University of Limerick

Status and phase

Unknown
Phase 3

Conditions

FFR Guided PCI
Multivessel Coronary Artery Disease
STEMI

Treatments

Procedure: Angio guided PCI
Procedure: FFR guided PCI

Study type

Interventional

Funder types

Other

Identifiers

NCT02637440
FA 2015

Details and patient eligibility

About

In patients with ST elevation myocardial infarction (STEMI) the treatment goal is revascularization of the occluded artery with the use of primary percutaneous coronary intervention (PCI). There is a large subset of patients with STEMI who also have significant disease in arteries other than the site of occlusion, and away from the culprit artery. It is estimated that up to 50% have disease of more than 50% in the non-culprit arteries.

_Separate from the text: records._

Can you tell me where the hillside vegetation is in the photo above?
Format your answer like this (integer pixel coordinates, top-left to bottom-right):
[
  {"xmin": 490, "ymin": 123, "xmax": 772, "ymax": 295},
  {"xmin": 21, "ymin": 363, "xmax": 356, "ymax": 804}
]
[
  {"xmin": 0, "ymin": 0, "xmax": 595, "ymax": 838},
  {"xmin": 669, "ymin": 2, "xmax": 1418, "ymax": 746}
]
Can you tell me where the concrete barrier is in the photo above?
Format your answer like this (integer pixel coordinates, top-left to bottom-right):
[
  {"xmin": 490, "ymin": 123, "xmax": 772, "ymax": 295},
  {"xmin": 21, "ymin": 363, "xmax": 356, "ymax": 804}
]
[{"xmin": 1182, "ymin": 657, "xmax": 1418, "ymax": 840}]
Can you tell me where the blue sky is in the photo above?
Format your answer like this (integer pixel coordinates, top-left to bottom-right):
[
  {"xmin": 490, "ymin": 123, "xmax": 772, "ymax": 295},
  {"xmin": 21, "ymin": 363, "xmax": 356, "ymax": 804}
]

The evidence on how to treat those patients with multi vessel disease is conflicting. Earlier large-scale studies and registries have suggested early and complete revascularization is of no benefit or even harmful. More recent studies have showed the opposite of that. The CVLPRIT study showed that early complete revascularization or preventive PCI reduced primary endpoint of a composite of all cause mortality, myocardial infarction and need for repeat revascularization. The benefit was mainly due to reduced repeat revascularization in the more intensive intervention group. The PRAMI study showed very similar results as well.

The use of Fractional flow Reserve (FFR) in deciding complete revascularization has also showed conflicting results so far. A previous trial showed that FFR guided intervention post STEMI increased MACE. This was conflicted with more recent study, which showed FFR guided complete revascularization improved outcome when compared with more conservative treatment of ischaemia driven intervention.

In this study, the investigators are going to assess the issue of staged revascularization guided by FFR or by angiogram, compared to the standard treatment of ischaemia driven revascularization

Full description

To compare the clinical outcomes measured by composite of mortality, myocardial infarction and repeat revascularization by using FFR guided and angiographically guided revascularization to the standard strategy of ischaemia driven revascularization.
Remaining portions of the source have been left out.